L’ambiance « atmospherics » apparaît alors plus nettement comme un milieu permettant une interaction entre participant acteurs de l’expérience. Les expériences ne reposeraient pas uniquement sur le spectacle. Le spectacle n’est qu’un aspect de l’expérience. En fait, les entreprises organisent une expérience quand elles séduisent le client en se reliant à lui de manière personnelle et mémorable (figure 4).

La position de Filser (2002) est quelque peu différente de celle de Pine & Gilmore (1998). Il émet l’hypothèse que les produits et services se positionneraient le long d’un continuum définissant leur contenu expérientiel (figure 5). L’intrigue est mise en évidence par Filser comme un composant important de l’expérience dans un décor et une action définissant ainsi les acteurs de l’expérience.

La création d’expériences peut être de plusieurs natures : pour Pine & Gilmore (1998), les dimensions constitutives des typologies d’expériences sont :

• La « participation » qui peut être de deux types :
Soit « active », l’individu devenant lui-même un élément contributeur de l’expérience
Soit « passive », l’individu « reçoit » l’expérience
• La « connexion », plus exactement la relation entre l’individu et l’environnement, le milieu créateur de l’expérience, qui peut être, elle aussi, de deux types :

Soit « l’absorption » : effet de produire une démonstration expérientielle à un sujet, d’occuper l’attention de la personne en amenant pour ainsi dire l’expérience à sa conscience Soit « L’immersion » : plonger le sujet dans une atmosphère, un environnement, une ambiance De la conjonction de l’immersion et de la participation active résulte un effet « d’oubli de soi » pendant un temps expérientiel donné dans une autre spatialité, un sentiment « d’évasion » (« escapist »). De la conjonction de l’immersion et de la participation passive résulte un effet « esthétique » et un plaisir polysensoriel (figure 6).

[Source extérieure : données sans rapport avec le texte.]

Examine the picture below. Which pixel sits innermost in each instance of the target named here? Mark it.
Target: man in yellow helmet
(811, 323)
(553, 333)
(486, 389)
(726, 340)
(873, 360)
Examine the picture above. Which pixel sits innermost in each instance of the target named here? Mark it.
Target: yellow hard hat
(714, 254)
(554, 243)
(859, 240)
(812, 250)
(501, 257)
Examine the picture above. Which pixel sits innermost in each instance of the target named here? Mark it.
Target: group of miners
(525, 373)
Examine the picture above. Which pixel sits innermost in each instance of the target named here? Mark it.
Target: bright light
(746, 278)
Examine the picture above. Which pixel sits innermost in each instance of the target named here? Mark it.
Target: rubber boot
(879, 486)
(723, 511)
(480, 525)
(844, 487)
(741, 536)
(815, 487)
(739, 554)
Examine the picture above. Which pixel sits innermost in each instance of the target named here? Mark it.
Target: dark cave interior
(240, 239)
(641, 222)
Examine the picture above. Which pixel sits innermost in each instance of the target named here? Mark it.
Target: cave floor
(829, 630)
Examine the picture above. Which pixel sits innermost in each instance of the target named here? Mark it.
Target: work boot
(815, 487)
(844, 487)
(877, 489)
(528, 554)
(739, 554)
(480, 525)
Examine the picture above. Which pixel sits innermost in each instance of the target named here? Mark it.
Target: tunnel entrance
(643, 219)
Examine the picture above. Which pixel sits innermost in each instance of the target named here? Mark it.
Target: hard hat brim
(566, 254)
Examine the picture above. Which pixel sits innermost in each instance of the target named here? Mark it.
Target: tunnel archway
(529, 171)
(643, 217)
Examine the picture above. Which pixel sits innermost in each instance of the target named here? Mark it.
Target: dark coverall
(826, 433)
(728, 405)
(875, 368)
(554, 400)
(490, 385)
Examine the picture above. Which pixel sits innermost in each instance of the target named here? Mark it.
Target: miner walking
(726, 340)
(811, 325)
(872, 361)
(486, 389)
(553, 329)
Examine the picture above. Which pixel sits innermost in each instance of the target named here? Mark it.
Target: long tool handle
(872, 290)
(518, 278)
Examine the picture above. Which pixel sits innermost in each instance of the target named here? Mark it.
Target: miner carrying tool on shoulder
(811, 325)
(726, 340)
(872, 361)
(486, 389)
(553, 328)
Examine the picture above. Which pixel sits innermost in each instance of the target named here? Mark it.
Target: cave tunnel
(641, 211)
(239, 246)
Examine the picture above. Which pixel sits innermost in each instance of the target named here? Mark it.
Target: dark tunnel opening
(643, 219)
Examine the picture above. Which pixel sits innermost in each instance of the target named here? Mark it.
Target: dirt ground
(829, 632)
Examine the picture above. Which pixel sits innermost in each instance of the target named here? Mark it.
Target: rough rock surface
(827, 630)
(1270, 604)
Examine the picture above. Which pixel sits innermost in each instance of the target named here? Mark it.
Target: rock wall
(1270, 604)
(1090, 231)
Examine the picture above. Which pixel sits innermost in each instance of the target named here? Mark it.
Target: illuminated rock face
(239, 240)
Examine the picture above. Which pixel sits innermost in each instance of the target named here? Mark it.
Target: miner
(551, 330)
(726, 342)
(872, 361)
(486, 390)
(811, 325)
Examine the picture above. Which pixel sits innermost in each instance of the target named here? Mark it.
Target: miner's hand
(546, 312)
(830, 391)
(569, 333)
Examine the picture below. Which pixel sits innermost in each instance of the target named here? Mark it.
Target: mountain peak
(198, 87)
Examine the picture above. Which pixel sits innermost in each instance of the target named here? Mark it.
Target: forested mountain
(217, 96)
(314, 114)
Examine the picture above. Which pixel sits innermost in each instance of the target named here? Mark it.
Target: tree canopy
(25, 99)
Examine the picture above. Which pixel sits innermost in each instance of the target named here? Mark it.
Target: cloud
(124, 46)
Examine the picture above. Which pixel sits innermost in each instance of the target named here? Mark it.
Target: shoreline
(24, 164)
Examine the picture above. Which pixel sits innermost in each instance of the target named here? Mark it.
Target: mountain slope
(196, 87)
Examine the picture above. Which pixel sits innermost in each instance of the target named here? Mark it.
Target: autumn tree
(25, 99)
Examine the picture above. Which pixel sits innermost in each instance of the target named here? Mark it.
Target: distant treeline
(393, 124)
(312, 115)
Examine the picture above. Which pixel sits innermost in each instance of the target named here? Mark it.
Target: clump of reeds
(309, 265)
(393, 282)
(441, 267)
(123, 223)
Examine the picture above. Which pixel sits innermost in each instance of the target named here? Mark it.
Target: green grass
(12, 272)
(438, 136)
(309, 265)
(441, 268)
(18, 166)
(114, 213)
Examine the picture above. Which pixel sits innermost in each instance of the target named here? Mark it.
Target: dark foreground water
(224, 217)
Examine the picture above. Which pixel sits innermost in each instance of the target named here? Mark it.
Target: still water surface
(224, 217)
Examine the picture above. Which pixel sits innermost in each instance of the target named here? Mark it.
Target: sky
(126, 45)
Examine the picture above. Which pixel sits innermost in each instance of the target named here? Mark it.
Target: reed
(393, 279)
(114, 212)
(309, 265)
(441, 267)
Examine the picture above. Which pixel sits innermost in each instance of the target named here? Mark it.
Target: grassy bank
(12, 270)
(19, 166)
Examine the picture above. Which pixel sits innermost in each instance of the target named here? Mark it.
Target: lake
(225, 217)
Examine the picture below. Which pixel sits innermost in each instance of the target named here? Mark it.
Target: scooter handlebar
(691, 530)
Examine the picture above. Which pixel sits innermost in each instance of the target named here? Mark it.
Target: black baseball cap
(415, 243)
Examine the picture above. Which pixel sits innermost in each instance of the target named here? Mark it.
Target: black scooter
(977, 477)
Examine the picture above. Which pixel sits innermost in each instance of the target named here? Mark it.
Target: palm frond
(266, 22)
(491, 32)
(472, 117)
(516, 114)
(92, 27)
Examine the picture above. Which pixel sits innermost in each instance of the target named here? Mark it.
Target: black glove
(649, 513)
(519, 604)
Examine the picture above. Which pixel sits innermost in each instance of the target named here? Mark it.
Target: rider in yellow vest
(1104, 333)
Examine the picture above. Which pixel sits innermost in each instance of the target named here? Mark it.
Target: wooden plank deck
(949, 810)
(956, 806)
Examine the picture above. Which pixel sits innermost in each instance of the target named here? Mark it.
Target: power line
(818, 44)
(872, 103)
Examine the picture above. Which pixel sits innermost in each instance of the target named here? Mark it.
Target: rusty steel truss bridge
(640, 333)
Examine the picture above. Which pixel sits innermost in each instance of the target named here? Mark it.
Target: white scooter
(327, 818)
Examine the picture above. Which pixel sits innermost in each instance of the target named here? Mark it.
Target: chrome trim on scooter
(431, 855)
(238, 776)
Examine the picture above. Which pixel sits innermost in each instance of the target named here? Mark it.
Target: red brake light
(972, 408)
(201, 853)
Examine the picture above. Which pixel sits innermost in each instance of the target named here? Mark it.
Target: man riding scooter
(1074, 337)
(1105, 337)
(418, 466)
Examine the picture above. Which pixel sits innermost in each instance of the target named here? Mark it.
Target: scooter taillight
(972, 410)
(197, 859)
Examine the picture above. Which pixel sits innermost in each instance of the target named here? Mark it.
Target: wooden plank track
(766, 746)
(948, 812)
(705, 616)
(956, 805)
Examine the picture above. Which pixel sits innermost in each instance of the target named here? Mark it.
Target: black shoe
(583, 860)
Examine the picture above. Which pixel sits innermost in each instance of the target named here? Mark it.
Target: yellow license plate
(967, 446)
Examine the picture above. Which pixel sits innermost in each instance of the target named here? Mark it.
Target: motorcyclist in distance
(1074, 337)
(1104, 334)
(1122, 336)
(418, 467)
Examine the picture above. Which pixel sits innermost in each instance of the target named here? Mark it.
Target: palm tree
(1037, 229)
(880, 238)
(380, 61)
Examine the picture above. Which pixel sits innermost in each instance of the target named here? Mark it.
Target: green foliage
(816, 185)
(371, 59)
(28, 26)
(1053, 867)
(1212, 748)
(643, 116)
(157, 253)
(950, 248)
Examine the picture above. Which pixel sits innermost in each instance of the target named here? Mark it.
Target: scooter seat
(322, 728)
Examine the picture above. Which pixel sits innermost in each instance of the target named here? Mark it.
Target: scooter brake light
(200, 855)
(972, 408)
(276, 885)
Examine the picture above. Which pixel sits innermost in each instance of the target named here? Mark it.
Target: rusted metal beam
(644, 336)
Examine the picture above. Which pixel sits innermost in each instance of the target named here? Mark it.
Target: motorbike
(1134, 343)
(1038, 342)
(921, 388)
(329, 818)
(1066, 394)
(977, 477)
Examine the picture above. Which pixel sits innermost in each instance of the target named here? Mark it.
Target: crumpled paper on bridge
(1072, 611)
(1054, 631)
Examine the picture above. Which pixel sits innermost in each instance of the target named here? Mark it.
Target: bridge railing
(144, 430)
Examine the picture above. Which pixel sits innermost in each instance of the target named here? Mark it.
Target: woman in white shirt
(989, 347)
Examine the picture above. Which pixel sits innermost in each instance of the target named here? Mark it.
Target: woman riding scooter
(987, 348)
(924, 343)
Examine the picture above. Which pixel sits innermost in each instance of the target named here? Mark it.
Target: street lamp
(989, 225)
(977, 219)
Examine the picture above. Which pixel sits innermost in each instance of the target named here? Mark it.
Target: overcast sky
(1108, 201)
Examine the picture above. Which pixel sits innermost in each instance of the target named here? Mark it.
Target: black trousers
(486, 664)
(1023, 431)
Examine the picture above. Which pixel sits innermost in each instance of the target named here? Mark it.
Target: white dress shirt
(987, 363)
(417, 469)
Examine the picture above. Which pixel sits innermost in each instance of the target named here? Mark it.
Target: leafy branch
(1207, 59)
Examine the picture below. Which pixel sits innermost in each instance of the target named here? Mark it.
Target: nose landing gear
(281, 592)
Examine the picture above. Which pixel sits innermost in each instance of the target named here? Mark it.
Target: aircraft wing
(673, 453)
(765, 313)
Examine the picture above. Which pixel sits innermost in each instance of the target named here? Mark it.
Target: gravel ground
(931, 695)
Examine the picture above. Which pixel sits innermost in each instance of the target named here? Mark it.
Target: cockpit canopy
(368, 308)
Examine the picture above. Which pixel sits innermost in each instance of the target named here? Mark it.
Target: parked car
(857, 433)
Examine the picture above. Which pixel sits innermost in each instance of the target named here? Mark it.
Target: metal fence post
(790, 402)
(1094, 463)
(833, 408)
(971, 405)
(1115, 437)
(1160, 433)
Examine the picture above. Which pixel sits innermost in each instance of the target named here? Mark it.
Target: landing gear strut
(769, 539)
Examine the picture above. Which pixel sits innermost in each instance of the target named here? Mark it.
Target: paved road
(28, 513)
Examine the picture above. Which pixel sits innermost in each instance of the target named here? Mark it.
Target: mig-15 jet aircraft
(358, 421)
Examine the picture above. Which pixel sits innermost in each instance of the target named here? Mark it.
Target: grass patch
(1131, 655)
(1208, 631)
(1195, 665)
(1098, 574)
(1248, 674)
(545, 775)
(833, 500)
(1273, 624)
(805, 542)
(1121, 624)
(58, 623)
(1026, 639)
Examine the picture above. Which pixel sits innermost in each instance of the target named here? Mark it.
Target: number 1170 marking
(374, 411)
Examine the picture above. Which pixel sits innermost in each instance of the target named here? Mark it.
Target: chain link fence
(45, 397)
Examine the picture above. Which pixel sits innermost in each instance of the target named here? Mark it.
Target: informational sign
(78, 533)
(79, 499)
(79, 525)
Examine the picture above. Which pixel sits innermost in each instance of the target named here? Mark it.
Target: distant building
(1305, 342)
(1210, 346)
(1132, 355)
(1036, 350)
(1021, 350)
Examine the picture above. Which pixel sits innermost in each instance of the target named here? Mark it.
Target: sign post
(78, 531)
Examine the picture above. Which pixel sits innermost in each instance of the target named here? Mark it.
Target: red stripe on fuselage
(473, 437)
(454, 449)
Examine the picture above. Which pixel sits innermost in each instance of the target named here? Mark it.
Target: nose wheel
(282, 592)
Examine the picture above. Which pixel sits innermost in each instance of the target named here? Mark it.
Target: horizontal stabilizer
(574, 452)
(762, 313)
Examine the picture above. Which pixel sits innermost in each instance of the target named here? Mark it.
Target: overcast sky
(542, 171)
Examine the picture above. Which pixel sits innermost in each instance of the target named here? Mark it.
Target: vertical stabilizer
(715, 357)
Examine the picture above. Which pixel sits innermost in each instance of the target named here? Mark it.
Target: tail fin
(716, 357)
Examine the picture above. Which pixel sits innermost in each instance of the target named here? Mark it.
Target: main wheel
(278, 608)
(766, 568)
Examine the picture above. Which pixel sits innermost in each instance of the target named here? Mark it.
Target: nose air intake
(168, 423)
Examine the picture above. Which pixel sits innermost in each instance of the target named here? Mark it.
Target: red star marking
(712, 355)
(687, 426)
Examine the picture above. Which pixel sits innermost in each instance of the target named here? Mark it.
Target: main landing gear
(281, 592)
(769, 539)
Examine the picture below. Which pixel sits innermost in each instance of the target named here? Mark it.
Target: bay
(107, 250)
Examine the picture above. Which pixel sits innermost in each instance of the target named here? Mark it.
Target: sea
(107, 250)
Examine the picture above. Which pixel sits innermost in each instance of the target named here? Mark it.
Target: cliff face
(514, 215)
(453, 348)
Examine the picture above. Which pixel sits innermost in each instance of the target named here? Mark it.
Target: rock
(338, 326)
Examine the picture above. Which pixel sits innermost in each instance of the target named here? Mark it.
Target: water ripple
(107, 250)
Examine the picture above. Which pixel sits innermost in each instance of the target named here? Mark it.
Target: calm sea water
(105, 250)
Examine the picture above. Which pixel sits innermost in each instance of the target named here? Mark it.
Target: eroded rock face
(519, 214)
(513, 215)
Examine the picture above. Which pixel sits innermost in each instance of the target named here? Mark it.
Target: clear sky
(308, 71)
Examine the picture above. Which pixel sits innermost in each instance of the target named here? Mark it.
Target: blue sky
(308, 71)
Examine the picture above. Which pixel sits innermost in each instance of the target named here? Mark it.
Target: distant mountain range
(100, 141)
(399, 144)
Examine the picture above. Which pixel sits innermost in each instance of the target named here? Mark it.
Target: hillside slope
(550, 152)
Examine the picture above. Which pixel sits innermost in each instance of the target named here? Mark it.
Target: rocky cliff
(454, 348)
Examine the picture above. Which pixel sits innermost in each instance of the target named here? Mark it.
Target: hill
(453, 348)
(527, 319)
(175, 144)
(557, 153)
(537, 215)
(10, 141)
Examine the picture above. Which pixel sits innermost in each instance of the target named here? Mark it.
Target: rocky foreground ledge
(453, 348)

Pine et Gilmore (1998) considèrent l’expérience comme une nouvelle offre économique sur le marché. Ils justifient la production d’expériences comme moyens pour les entreprises d’acquérir une différenciation concurrentielle et de pratiquer des prix plus élevés. Ce point revêt un caractère particulièrement important non seulement avec l’émergence de véhicules autonomes et connecté pour lesquels il faudra identifier des leviers de différenciation différents des leviers automobiles usuels, mais aussi dès à présent pour qu’une nouvelle automobile, par exemple dans le segment du luxe et premium, puisse trouver sa place, le nombre de types de silhouettes (SUV, coupésbreaks, etc…) s’accroissant d’années en années toujours un peu plus. Hirschman & Holbrook (1982) proposent une vision augmentée de la consommation à l’ère de l’expérience comme « un état subjectif de conscience accompagné d’une variété de significations symboliques, de réponses hédonistes, et de critères esthétiques » suggérant indirectement une contribution des imaginaires à la formation de l’expérience et une recherche de sens qui pourrait s’apprécier par la sémiotique. Enfin, toujours selon Hirschman & Holbrook (1982), les expériences de consommation sont souvent guidées par la recherche de fantaisies, de sentiments et de plaisir. L’ambiance (atmospherics), les stimulations sensorielles, la théâtralisation des décors, mise en scène de récits de soi en interaction avec des actants, participent des expériences de consommation (Filser, 2002) .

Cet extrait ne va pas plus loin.